High-power LED lighting lens model 4 High-power LED heat sink design High-power LED lighting heat transfer is the heat transfer process of the material under the temperature difference, whether in an object or between some objects, as long as there is The temperature difference, the heat will spontaneously pass from high temperature to low temperature in one or several ways. There are three basic ways of heat transfer: heat conduction (thermal conduction), heat convection, and heat radiation. Compared with traditional light sources, LEDs are characterized by small size, compact structure, and easy embedding in various lamps. As the carrier of the light source, the heat dissipation design of the luminaire is crucial for the LED to exert its advantages. If the heat dissipation efficiency of the luminaire is designed to be high, it can not only extend the service life of the LED, but also reduce the weight of the luminaire and expand its application range. On the contrary, it will affect the LED's advantages and even become the bottleneck of its application.

This chapter therefore focuses on the design of the heat sink. We know that there are usually two types of heat dissipation: the first one is active heat dissipation, that is, heat dissipation by means of an external fan, water cooling or heat pipe circuit, micro channel refrigeration, semiconductor refrigeration, etc., which is characterized by heat dissipation. High efficiency, small size and compact structure.
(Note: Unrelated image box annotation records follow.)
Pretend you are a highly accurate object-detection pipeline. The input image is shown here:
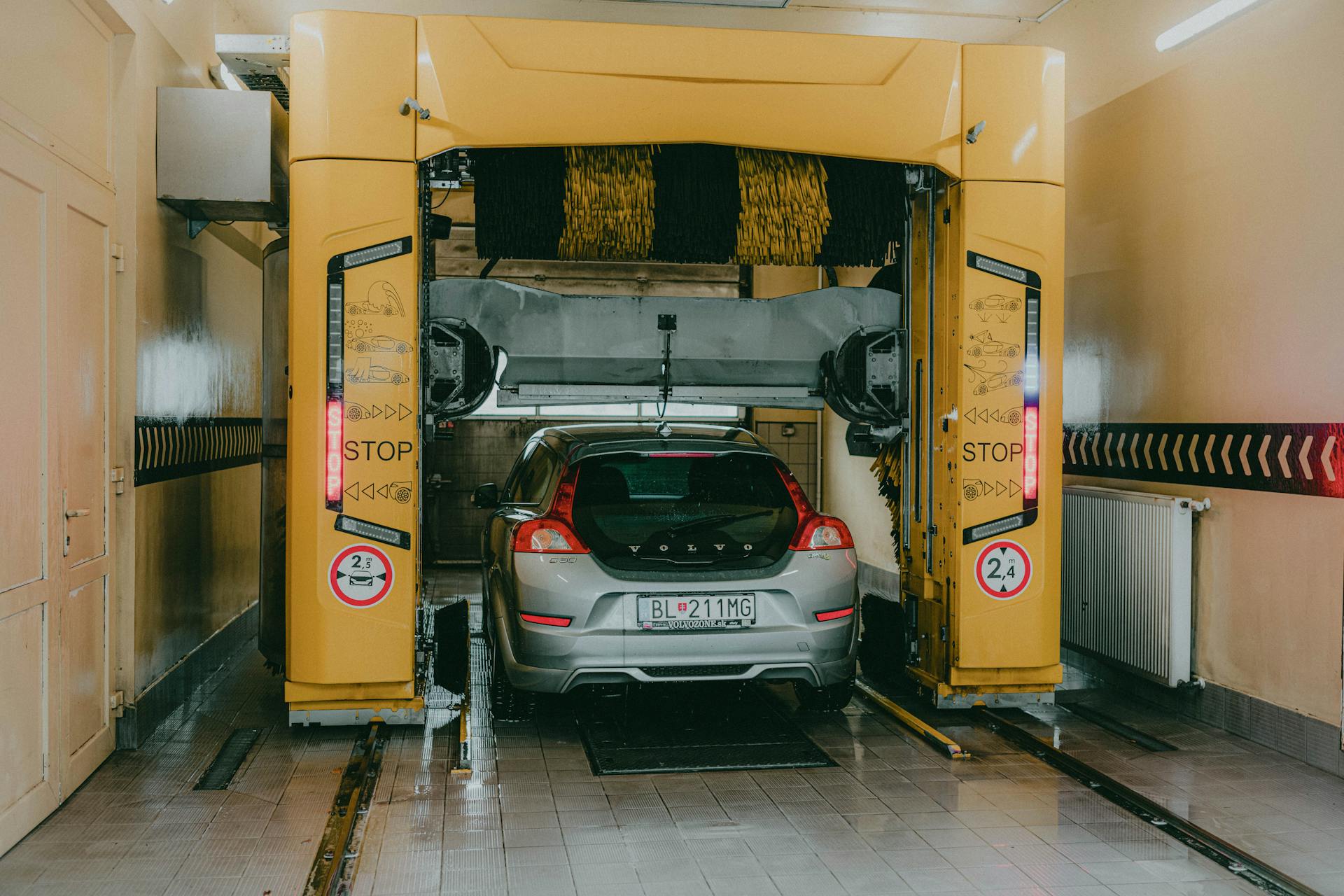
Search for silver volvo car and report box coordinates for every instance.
[472,423,858,718]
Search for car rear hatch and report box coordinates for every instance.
[574,450,798,573]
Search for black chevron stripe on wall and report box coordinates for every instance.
[1063,423,1344,498]
[136,416,260,485]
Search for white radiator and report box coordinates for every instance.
[1060,485,1208,688]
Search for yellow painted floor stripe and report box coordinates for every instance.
[855,681,970,759]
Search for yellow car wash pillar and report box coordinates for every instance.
[285,12,424,724]
[904,46,1065,705]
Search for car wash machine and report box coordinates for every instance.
[262,12,1065,724]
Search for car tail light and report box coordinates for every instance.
[1021,406,1040,501]
[513,517,589,554]
[517,612,574,629]
[776,465,853,551]
[789,513,853,551]
[513,466,589,553]
[327,398,345,510]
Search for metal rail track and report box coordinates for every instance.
[304,722,387,896]
[972,706,1321,896]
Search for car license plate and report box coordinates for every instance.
[637,594,755,629]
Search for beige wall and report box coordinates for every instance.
[113,3,269,699]
[0,0,270,700]
[1028,0,1344,724]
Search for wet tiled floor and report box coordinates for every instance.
[0,571,1344,896]
[1030,689,1344,893]
[341,573,1317,896]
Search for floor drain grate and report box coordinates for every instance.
[193,728,260,790]
[575,682,836,775]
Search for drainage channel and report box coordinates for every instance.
[304,722,387,896]
[972,706,1321,896]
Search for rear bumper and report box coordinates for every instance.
[495,551,859,693]
[504,631,855,693]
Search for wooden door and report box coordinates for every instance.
[0,125,114,852]
[50,165,114,795]
[0,120,63,850]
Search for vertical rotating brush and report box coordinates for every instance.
[816,156,906,267]
[653,144,742,265]
[736,146,831,265]
[559,146,653,260]
[472,146,564,259]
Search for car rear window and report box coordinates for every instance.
[574,451,798,570]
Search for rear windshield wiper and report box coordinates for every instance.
[664,510,778,536]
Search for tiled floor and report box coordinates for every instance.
[0,573,1344,896]
[341,573,1306,896]
[1010,689,1344,893]
[0,648,356,896]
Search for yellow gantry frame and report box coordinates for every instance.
[285,12,1065,720]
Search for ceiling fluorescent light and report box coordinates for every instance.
[1154,0,1261,52]
[623,0,789,9]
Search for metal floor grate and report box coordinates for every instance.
[193,728,260,790]
[574,682,836,775]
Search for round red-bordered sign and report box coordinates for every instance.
[327,544,396,608]
[976,539,1031,601]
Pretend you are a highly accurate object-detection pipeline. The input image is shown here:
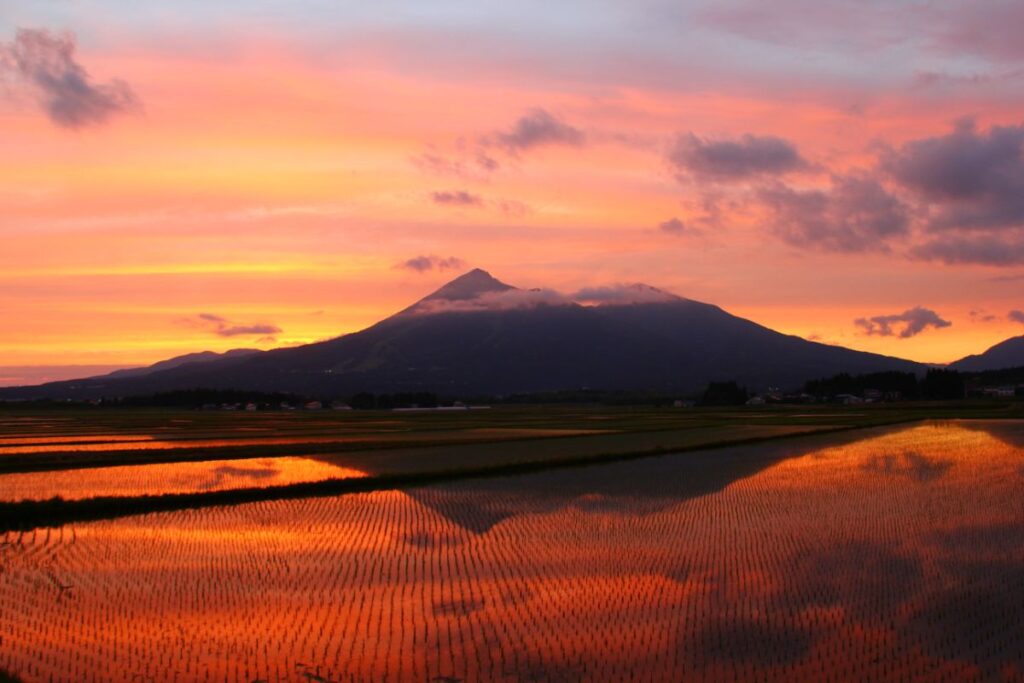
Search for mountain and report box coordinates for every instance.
[98,348,262,379]
[949,335,1024,372]
[0,269,924,398]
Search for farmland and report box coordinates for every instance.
[0,422,1024,681]
[0,404,1024,682]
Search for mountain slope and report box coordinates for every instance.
[100,348,262,379]
[949,335,1024,372]
[0,270,923,397]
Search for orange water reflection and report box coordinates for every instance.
[0,424,1024,681]
[0,427,608,457]
[0,456,366,501]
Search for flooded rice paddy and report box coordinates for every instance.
[0,422,1024,682]
[0,456,366,502]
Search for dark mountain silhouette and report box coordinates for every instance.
[949,335,1024,373]
[0,269,924,398]
[93,348,260,379]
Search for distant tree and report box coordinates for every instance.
[921,368,966,400]
[804,371,918,398]
[700,381,749,405]
[348,391,377,411]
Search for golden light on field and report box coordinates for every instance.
[0,423,1024,682]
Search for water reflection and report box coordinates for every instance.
[0,424,1024,681]
[0,456,366,501]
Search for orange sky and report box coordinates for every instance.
[0,0,1024,385]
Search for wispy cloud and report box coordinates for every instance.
[853,306,952,339]
[669,133,809,182]
[0,29,140,128]
[759,175,910,253]
[488,109,587,154]
[185,313,283,341]
[395,256,466,272]
[430,189,483,206]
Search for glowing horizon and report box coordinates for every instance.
[0,0,1024,384]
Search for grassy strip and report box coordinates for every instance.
[0,403,999,474]
[0,419,916,532]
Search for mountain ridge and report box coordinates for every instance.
[0,269,925,398]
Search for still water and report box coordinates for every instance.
[0,422,1024,682]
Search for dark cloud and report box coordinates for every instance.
[395,256,466,272]
[410,147,501,180]
[882,120,1024,230]
[853,306,952,339]
[759,175,910,252]
[968,308,995,323]
[216,324,281,337]
[495,200,530,218]
[0,29,139,128]
[657,216,700,237]
[190,313,282,341]
[430,189,483,206]
[669,133,808,181]
[490,109,586,154]
[910,233,1024,266]
[570,283,680,306]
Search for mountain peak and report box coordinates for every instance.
[423,268,516,301]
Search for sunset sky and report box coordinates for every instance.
[0,0,1024,384]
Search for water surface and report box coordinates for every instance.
[0,423,1024,682]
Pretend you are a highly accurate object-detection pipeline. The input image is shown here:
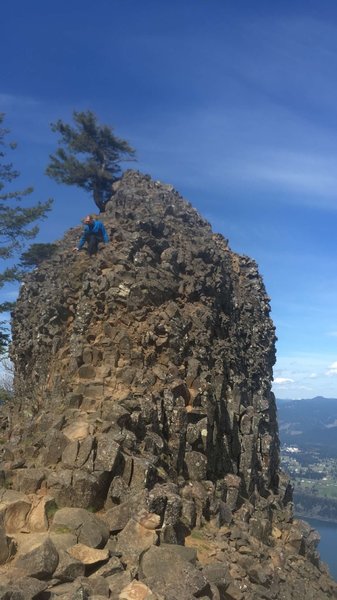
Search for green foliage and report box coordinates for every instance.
[46,110,135,212]
[0,113,52,354]
[20,244,57,269]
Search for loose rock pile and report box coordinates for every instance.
[0,171,337,600]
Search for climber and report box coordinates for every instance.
[74,215,109,256]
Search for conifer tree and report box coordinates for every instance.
[0,113,52,354]
[46,110,135,212]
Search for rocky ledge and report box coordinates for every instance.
[0,171,337,600]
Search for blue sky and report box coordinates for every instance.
[0,0,337,398]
The disadvantage is that it will increase the additional power consumption, and considering the requirements of the protection level of the lamp, it will increase the difficulty of the design of the lamp; the second is the passive heat dissipation, which mainly relies on the natural convection of the air, and the heat generated by the heat source through the heat sink naturally Dissipated into the air, the heat dissipation effect is related to the size of the heat sink. This method is simple in structure, but the heat dissipation efficiency is relatively low. For the lighting system, since the heat dissipation method is easy to combine with the structure of the lamp, the structure is relatively simple, and no additional power consumption is required, and at the same time, for the comprehensive consideration of processing, material cost, maintenance factor, etc., passive heat dissipation is used. The overall cost is relatively low. At present, the mainstream direction is still the second way. By properly designing the heat sink to meet the heat dissipation requirements of the lighting system to the utmost, the cost can be maximized. A high-power LED street light radiator sold by the company is specifically optimized. The heat sink consists of two identical modules. Optimized design of high-power LED lighting fixtures The appearance of the heat sink is shown in Figure 3.

5 Summary High-power LED is one of the hotspots of research and application in recent years. Especially after the emergence of high-power LED chips, high-power LEDs have a tendency to replace traditional lighting in the field of lighting. At present, LEDs still face problems in driving power supply design, light distribution design and heat dissipation design. In this paper, the second optical design of Lambertian high-power white LEDs is designed to design free-form lenses with uniform circular spots and uniform rectangular spots. At the same time, this paper also studies the heat dissipation of high-power LEDs, and expounds the optimization process of high-power LED flat-panel radiators by using ANSYS optimization function, and gives a specific product design process.